Sir and Star is the kind of restaurant that can create such sensations. For starters, it’s in the middle of nowhere. To be more specific, it’s in Olema (population: 55), an old Marin County logging town that was a 19th-Century “raunchy row of cardrooms, saloons and establishments of even lesser repute.”
The restaurant itself appears to be housed in one such establishment of lesser repute — the Olema Inn, which has been around since 1876. There are animal heads on the wall, and elaborate candle-arrangement-slash-sculptures to reinforce the point. Point is: the vibe is excellent.
The food holds up its end of the bargain. We hesitate to use the word “rustic” (because what does that really mean?), but it applies here. There are game birds that seem like they might have been shot just hours before, and fish from Bolinas Bay a few miles down the road. We got the impression that a meal at Sir and Star is a lot like what it would be like if a British hunting lodge had hired a really good chef.
They also served mead. This deserves its own paragraph, because we’ve never really had mead at a restaurant. It tastes like a high-class hybrid of champagne and craft beer, and if that doesn’t sound good to you, you haven’t had good mead yet. We predict that mead is going to take the dining world by storm: you’ll soon be seeing headlines about how mead is a “hot food trend.”
And while we don’t normally comment on service unless it’s insanely good or insanely bad, this night fell firmly in the former category. We showed up about 45 minutes early (there’s not a lot to do in town), and were graciously rewarded with snacks, wine, and mead, while whiling away our time in comfortable chairs. It was the perfect pre-meal experience, thanks to some very nice front-of-house staff.
So if you’re in the wilderness of Marin, looking for a place to hang your hat, Sir and Star is it. This is one of the great dining experiences in California.
Fried Green Tomatoes
A nice Southern dish to start the meal. The tomatoes were nice, but the greens and corn on the side were even better.
Rolls with Seaweed Butter
Goddamn do we love squishy bread rolls. And the extra flavor burst of seaweed-infused butter makes them even better.
Smoked Squash Soup
We’re spoiled for unsmoked squash from now on.
Faux Gras Duck Liver
Silly puns usually don’t lead to good restaurant dishes. This must be the exception that proves the rule.
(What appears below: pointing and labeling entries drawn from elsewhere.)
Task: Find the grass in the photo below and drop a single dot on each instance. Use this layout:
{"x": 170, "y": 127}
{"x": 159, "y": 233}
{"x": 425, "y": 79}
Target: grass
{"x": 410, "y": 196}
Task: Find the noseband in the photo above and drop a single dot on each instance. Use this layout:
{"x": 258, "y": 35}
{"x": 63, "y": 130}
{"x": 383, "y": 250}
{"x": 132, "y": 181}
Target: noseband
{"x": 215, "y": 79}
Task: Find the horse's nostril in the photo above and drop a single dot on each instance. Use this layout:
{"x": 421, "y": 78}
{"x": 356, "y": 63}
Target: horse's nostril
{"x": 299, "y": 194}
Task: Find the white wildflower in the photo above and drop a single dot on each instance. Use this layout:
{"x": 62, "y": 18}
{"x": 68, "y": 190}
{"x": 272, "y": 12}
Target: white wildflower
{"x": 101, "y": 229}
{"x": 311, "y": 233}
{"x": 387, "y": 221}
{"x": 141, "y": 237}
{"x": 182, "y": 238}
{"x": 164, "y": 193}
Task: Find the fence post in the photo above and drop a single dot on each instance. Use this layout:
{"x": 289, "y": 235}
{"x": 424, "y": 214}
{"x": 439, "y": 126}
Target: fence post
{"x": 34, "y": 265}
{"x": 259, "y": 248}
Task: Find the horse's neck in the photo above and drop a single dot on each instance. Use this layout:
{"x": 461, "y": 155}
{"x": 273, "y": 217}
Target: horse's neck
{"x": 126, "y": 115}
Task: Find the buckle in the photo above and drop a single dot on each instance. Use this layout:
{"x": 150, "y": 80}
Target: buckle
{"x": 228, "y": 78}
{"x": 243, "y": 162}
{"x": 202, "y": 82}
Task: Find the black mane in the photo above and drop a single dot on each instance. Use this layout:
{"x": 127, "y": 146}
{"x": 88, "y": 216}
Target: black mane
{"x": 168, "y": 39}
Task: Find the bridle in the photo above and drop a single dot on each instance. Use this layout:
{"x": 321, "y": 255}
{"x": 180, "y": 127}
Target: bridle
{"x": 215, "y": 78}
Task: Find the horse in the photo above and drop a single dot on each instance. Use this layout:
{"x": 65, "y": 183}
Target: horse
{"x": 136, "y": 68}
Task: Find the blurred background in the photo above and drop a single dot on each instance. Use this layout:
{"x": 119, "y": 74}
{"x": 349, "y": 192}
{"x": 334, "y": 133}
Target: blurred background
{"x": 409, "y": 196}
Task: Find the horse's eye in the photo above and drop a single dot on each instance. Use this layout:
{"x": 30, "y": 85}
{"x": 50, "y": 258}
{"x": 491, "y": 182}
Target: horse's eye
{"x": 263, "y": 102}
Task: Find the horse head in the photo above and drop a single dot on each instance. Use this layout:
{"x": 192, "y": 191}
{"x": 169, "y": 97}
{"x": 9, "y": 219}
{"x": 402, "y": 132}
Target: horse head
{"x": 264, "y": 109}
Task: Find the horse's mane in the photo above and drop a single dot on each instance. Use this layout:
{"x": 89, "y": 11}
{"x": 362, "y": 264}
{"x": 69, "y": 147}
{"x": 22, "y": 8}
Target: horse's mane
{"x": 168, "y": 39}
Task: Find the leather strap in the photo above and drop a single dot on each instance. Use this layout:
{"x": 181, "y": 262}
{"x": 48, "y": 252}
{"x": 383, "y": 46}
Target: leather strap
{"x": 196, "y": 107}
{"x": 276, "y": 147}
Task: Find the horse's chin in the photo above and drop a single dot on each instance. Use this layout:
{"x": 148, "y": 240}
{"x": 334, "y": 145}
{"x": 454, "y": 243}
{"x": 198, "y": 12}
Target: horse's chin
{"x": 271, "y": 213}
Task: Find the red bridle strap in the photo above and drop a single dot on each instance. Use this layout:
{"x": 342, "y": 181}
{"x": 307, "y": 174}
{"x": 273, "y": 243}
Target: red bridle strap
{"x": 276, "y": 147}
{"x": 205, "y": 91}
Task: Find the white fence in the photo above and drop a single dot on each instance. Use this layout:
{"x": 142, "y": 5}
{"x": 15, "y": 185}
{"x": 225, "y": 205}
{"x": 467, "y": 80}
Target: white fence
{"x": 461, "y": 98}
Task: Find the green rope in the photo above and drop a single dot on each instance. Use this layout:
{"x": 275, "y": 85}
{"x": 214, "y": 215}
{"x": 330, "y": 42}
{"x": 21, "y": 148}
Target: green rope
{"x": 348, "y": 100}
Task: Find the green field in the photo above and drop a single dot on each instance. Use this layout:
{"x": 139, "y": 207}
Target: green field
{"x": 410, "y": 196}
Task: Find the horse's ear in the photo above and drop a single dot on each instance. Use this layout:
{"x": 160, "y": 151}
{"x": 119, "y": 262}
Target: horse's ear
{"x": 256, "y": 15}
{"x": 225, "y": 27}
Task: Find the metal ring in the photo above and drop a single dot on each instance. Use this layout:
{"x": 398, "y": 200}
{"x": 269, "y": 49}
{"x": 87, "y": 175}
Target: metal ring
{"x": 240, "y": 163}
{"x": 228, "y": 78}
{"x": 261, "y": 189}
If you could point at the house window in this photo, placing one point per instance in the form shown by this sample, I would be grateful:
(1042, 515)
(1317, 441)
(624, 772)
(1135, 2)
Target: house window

This duck liver outclassed nearly all the goose liver in the game. We’d never suggest it’s a good idea to bring the foie ban back, but if the replacements are this good...
Endives with Potatoes
A few too many potatoes for the paltry serving of endives. But some nice tangy (fancy) ranch dressing.
The problem with neck/collar/tail dishes in general is that while they sound cool, the fat-to-meat ratio is way too high. This edition did not escape that problem.
Quail with Stuffing
Better than Thanksgiving? Definitely, if you don’t let familial love cloud your vision.
Lemon Curd with Soft Serve
Ice cream is the best dessert. It’s even better with toppings.